A un mese dalla March Madness, Michigan State era virtualmente fuori dal torneo con un record in Big Ten di 2-7. Da lì in poi gli Spartans si sono appoggiati ad un roster quasi infinito (12 giocatori per davvero) per mischiare quintetti e soluzioni tattiche e uscire dalla buca nella quale si erano ficcati. Non che l’esperimento sia pienamente riuscito, ma il finale di stagione si è chiuso con un record di 7-4 e vittorie contro Illinois, Ohio State e Michigan, ossia tre fra le squadre più forti della nazione.
Riassumendo, sulla carta il materiale per fare male anche alle squadre più forti c’è, ma la squadra non ha mai dato segnali di continuità, anche all’interno delle stesse partite. Resta che entrerà alla March Madness con un seed alto e nessuno sarà felice di incontrarla. Aaron Henry è il leader della squadra cui coach Tom Izzo ha chiesto di fare un passo avanti. Un passo che il ragazzo al terzo anno ha anche cercato di fare, riuscendoci però più dal punto di vista emotivo che tecnico.
Attorno a Henry hanno ruotato davvero in tanti, anche se i quintetti con più minuti hanno visto in campo la guardia Rocket Watts (il più efficace sul perimetro ma abbastanza inaffidabile), il senior Joshua Langford alla sua prima vera stagione dopo due anni segnati da infortuni, Malik Hall, che in assoluto è uno dei giocatori di maggior talento in squadra con la posizione di 5 equamente divisa fra Marcus Bingham, ex prospetto d’élite che ha finalmente trovato un ruolo stabile a protezione del ferro e Joey Hauser, che ha molte caratteristiche della stella ma che non è mai esploso per davvero.

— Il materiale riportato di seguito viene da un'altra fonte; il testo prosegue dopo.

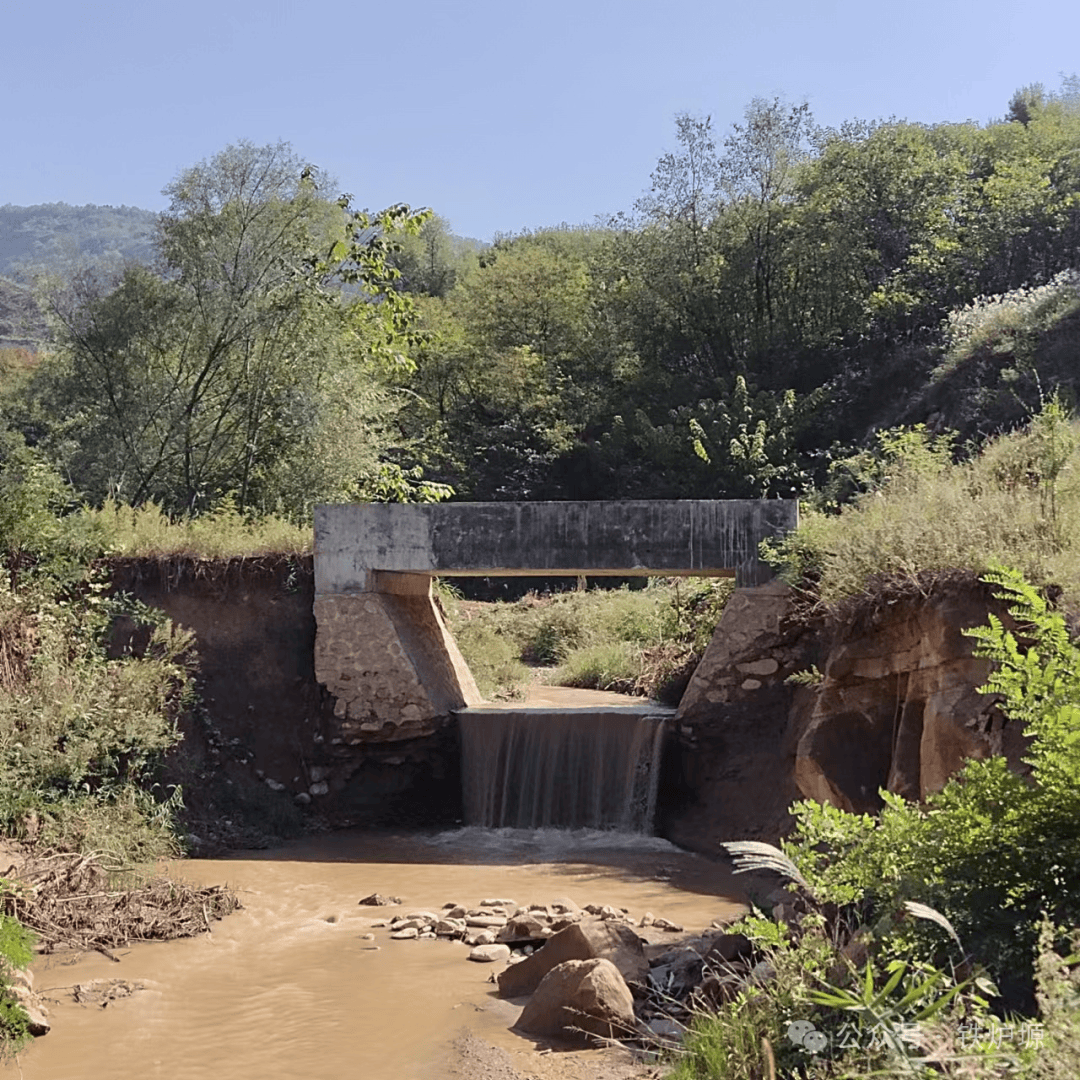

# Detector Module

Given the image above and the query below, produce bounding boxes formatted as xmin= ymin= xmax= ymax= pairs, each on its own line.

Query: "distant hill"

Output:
xmin=0 ymin=201 xmax=485 ymax=349
xmin=0 ymin=202 xmax=158 ymax=280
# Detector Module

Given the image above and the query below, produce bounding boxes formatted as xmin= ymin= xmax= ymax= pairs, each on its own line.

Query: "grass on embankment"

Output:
xmin=84 ymin=498 xmax=310 ymax=559
xmin=439 ymin=577 xmax=731 ymax=702
xmin=770 ymin=397 xmax=1080 ymax=611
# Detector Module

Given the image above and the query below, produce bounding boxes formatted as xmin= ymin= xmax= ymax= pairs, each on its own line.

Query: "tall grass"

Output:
xmin=772 ymin=400 xmax=1080 ymax=608
xmin=84 ymin=498 xmax=310 ymax=559
xmin=935 ymin=270 xmax=1080 ymax=380
xmin=440 ymin=578 xmax=732 ymax=702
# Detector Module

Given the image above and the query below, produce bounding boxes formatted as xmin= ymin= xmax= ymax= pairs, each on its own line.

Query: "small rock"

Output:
xmin=358 ymin=893 xmax=402 ymax=907
xmin=390 ymin=927 xmax=419 ymax=940
xmin=309 ymin=781 xmax=330 ymax=797
xmin=309 ymin=766 xmax=329 ymax=783
xmin=435 ymin=919 xmax=467 ymax=937
xmin=651 ymin=918 xmax=684 ymax=932
xmin=647 ymin=1017 xmax=684 ymax=1040
xmin=480 ymin=898 xmax=516 ymax=907
xmin=360 ymin=933 xmax=375 ymax=941
xmin=22 ymin=1001 xmax=50 ymax=1037
xmin=294 ymin=792 xmax=312 ymax=806
xmin=466 ymin=915 xmax=507 ymax=929
xmin=469 ymin=944 xmax=511 ymax=963
xmin=706 ymin=933 xmax=753 ymax=966
xmin=445 ymin=905 xmax=467 ymax=919
xmin=264 ymin=778 xmax=286 ymax=792
xmin=639 ymin=912 xmax=654 ymax=928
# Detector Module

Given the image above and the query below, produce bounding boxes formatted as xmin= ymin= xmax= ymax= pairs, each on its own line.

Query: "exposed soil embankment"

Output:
xmin=109 ymin=557 xmax=461 ymax=849
xmin=663 ymin=572 xmax=1029 ymax=853
xmin=106 ymin=557 xmax=1026 ymax=856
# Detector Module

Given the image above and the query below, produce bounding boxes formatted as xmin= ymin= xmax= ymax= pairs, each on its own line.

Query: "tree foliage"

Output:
xmin=24 ymin=142 xmax=431 ymax=518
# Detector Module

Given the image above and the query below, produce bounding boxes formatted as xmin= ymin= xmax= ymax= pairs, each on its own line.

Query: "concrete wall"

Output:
xmin=315 ymin=500 xmax=798 ymax=591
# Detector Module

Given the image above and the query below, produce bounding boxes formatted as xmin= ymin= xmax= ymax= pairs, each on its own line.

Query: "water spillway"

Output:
xmin=456 ymin=705 xmax=672 ymax=832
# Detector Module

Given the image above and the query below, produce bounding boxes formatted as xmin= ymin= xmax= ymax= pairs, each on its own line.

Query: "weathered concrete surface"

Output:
xmin=315 ymin=500 xmax=798 ymax=590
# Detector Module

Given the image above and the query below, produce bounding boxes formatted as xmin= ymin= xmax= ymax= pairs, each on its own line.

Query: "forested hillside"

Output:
xmin=389 ymin=80 xmax=1080 ymax=503
xmin=1 ymin=81 xmax=1078 ymax=517
xmin=0 ymin=202 xmax=157 ymax=277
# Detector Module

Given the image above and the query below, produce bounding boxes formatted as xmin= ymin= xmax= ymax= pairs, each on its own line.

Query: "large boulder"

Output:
xmin=514 ymin=958 xmax=636 ymax=1044
xmin=497 ymin=918 xmax=647 ymax=998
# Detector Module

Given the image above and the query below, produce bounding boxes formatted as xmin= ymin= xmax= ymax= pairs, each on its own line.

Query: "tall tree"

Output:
xmin=31 ymin=141 xmax=429 ymax=517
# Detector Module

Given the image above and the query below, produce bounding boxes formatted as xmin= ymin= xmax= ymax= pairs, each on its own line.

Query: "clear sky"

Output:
xmin=6 ymin=0 xmax=1079 ymax=242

Come quasi tutte le altre che sono arrivate al Torneo dalla Big ten, l’impostazione è principalmente difensiva, con il vantaggio che Izzo (noto per chiedere grande intensità ai suoi giocatori) può contare su tanti uomini, molti centimetri e molti chili. Per la prima volta dopo 3 stagioni, Michigan State non è la prima nel rapporto assist/canestri di squadra. Gli Spartans sono “solo” sesti, a testimonianza però di quanto la circolazione di palla sia importante per l’attacco.
Quintetto
G – Rocket Watts
7.7 PTS, 1.6 REB, 2.7 AST
G – Joshua Langford
9.6 PTS, 3.4 REB, 1.7 AST
F – Aaron Henry
15.3 PTS, 5.7 REB, 3.5 AST
F – Malik Hall
4.8 PTS, 4.1 REB, 1.3 AST
C – Julius Marble
3.9 PTS, 2.2 REB, 0.2 BLK
Giocatori chiave
- AARON HENRY – Jr. – SF – 198 cm, 95 kg
Come si riassume il termine “fondamentale”? Così: Henry è il miglior marcatore della squadra ma anche il primo per rimbalzi, assist, recuperate e stoppate. E’ dotato di un fisico straordinario, che gli permette salti da controfigura di un film d’azione e in difesa è un incubo per gli avversari. Gli manca però il tiro, che anzi è peggiorato rispetto alle scorse stagioni (28.2% da tre), anche se va detto che oggi gode di molte più attenzioni dalle difese e gestisce molti più possessi in attacco.
- MALIK HALL – So – PF – 201 cm, 97 kg
A volte fa gesti tecnici da lasciare strabiliati. Partenze in palleggio con crossover, lasciando sul posto l’avversario, o conclusioni in acrobazia. Più spesso però si fa notare per il suo attivismo sotto i tabelloni, sia in attacco sia in difesa. Come molti degli Spartans, il potenziale è lì da vedere ma sembra non abbia ancora trovato una sua identità e collocazione.
- JOEY HAUSER – Jr. – PF – 206 cm, 99 kg
Era uno dei transfer più attesi dell’intera conference. Parte dalla panchina e considerando quanti minuti gioca (21.7) il fatto che sia il secondo miglior marcatore della squadra e il miglior rimbalzista a pari merito con Henry la dice lunga su quale sia il suo potenziale. Certo, non ha il fisico esplosivo o le doti difensive di altri componenti del roster e per questo coach Izzo però lo usa quasi come arma tattica. Anche perché la sua mano dall’arco è spesso utile.